The founder of Frank, a now-defunct college financial planning platform that was sold to JPMorgan Chase for $175 million, has been charged with fraud by the SEC.
The SEC’s complaint alleges that Charlie Javice, Frank’s founder and CEO, devised a scheme to mislead JPMC into believing that Frank had access to valuable data on 4.25 million students using the service, when the actual number was less than 300,000. During negotiations, JPMC requested data on Frank’s customers, and when Javice sought assistance from the company’s director of engineering to create synthetic data to support her claims, the director refused. Allegedly, Javice then paid a data science professor to fabricate the necessary data to finalize the deal with JPMC.
The SEC’s investigation revealed that Javice received $9.7 million directly in stock proceeds from the $175 million acquisition, along with additional millions through trusts, and secured a contract for a $20 million retention bonus as a new employee of JPMC.

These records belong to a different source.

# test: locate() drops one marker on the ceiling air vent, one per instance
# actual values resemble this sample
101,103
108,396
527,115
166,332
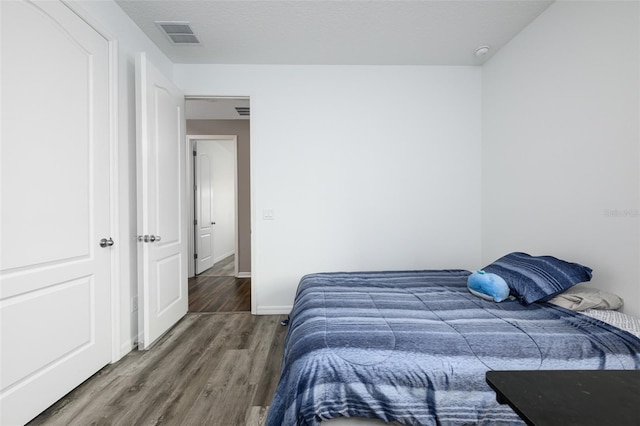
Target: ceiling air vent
244,111
179,32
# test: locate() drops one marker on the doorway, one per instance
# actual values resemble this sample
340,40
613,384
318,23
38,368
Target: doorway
220,237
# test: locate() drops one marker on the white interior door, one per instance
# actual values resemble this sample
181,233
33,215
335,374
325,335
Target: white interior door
205,224
162,228
224,197
55,278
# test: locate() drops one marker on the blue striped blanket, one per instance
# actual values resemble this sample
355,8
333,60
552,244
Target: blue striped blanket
414,346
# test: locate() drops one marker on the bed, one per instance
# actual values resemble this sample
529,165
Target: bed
413,347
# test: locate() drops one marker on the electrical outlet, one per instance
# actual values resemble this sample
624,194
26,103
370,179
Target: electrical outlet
267,214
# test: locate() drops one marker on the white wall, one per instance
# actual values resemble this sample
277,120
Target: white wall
364,167
560,132
109,19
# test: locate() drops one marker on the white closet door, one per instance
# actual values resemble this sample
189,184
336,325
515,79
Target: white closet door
55,284
162,226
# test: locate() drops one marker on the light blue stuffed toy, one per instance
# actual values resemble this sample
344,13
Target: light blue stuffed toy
488,286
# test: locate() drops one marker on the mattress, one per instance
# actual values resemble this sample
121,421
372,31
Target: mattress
413,347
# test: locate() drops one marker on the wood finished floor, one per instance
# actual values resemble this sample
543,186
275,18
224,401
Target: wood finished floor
209,369
217,290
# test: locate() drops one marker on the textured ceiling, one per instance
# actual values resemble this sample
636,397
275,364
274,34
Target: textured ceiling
331,32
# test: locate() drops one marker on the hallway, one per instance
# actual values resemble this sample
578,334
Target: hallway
217,290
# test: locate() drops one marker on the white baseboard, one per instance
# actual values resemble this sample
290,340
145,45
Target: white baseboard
126,347
274,310
223,256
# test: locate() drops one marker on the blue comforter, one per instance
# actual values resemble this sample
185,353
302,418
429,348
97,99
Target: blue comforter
414,347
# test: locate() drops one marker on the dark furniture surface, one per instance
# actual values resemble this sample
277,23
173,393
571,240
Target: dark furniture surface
570,397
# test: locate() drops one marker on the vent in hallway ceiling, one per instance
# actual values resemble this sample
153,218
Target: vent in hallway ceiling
244,111
178,32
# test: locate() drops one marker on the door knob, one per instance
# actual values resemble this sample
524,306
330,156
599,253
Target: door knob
106,243
148,238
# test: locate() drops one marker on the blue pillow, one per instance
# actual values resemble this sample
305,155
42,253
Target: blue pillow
538,278
488,286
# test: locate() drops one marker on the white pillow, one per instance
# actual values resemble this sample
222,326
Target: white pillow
581,298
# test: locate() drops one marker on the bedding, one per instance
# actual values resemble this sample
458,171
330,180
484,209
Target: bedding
537,278
414,346
581,298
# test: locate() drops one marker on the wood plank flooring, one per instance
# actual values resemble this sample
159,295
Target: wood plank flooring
210,369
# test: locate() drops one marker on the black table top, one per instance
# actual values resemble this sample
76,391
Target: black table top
570,397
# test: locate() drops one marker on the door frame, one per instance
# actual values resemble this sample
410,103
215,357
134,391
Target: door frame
191,140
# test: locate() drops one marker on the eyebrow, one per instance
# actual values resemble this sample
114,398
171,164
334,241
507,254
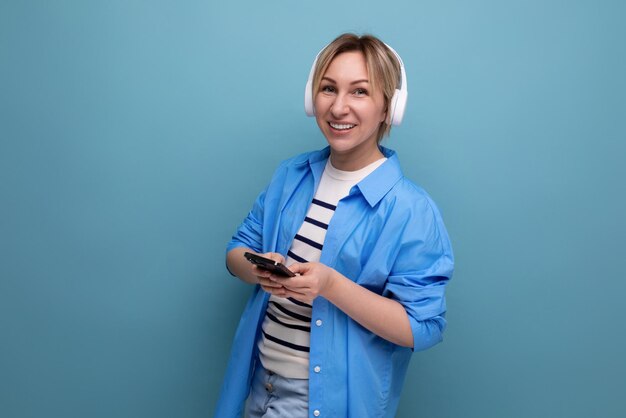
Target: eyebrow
364,80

“Rather than help students, we allege that Ms. Javice engaged in a classic fraud: she misrepresented Frank’s success in assisting millions of students with the college financial aid process by fabricating data to back her claims, and used that false information to persuade JPMC to enter into a $175 million transaction,” stated Gurbir S. Grewal, director of the SEC’s Division of Enforcement. “Even private, early-stage companies must be truthful in their representations, and when they do not, we will hold them accountable, as in this case.”
Additionally, JPMorgan Chase has filed a lawsuit against Javice over the alleged fraud, to which she has counterclaimed, seeking coverage for her legal fees. In a countersuit lodged against Chase in February, her attorneys accused the bank of engaging in a “massive ‘CYA’ effort” aimed at shifting the blame for a failed acquisition onto what they described as an “easy target: its young female founder.”